Countrywide’s origination program is also called as High Speed Swim Lane (HSSL). Based on the company’s internal documents, HSSL means remove “toll gates” and have loans “move forward, never backward.”
According to the lawsuit, the company processed loans faster by removing underwriter review of high-risk loans and mandatory checklists on underwriting instructions. The company also eliminated compliance specialists and changed its compensation structure base on loan volume.
The federal government also alleged that Countrywide made false claims that the loans were qualified for insurance from Fannie Mae and Freddie Mac.

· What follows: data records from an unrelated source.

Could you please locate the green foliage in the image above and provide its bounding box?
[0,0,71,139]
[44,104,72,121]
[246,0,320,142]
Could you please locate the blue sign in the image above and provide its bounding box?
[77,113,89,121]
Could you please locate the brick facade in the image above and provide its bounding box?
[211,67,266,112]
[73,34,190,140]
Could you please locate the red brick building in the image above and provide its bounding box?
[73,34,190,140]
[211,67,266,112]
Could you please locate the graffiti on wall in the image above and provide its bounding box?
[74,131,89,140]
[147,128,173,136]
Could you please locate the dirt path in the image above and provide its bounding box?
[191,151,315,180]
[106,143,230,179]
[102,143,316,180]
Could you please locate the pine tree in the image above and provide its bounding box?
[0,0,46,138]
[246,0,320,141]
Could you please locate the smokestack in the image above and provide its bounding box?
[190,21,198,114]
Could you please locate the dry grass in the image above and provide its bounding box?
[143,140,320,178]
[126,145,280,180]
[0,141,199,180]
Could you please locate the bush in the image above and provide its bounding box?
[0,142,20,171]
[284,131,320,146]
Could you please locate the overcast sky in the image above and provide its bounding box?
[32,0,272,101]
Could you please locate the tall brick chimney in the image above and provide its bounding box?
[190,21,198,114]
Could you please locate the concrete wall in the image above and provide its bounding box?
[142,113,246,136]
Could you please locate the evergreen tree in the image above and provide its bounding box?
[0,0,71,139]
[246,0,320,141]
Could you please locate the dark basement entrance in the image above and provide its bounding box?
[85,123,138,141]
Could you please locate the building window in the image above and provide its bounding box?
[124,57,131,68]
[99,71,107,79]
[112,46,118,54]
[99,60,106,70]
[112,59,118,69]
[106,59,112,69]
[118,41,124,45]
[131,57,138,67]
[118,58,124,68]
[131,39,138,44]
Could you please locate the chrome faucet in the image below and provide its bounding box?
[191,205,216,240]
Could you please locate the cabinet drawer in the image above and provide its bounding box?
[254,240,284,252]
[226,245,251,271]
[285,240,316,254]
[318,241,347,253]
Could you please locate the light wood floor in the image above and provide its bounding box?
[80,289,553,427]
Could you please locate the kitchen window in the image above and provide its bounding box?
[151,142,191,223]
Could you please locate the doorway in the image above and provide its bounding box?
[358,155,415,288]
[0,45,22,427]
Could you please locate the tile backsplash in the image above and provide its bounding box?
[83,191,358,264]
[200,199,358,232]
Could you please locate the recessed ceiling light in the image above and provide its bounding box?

U.S. attorney Bharara described Countrywide’s actions as “spectacularly brazen in scope.” According to him, “Countrywide and Bank of America systematically removed every check in favor of its own balance—they cast aside underwriters, eliminated quality controls, incentivized unqualified personnel to cut corners, and concealed the resulting defects.” He said the company “made disastrously bad loans and stuck taxpayers with the bill.”
The federal government filed the lawsuit under the Federal False Claims Act and the Financial Institutions Reform, Recovery, and Enforcement Act. Prosecutors use these laws to protect taxpayers from the mortgage frauds committed by banks, and make them accountable for their bad actions; which resulted in the financial meltdown in 2008.
Fannie Mae – Federal National Mortgage Association (OTC:FNMA) and Freddie Mac – Federal Home Loan Mortgage Corp (OTC:FMCC) collapsed due to the mortgage bubble. The United States government was compelled to bail out the mortgage giants, by providing $142 billion taxpayers money.
The Federal Housing Finance Agency (FHFA) filed a lawsuit against 18 major banks in the United States, for allegedly violating federal securities law and other regulations related to the sale of residential, private-label, mortgage-backed securities.
Bank of America Corp (NYSE:BAC) settled the False Claims Act fraud allegations filed by the Eastern District of New York for $1 billion last February. The bank also agreed to pay $2.43billion to settle complaints for allegedly misleading investors regarding the acquisition of Merrill Lynch & Co.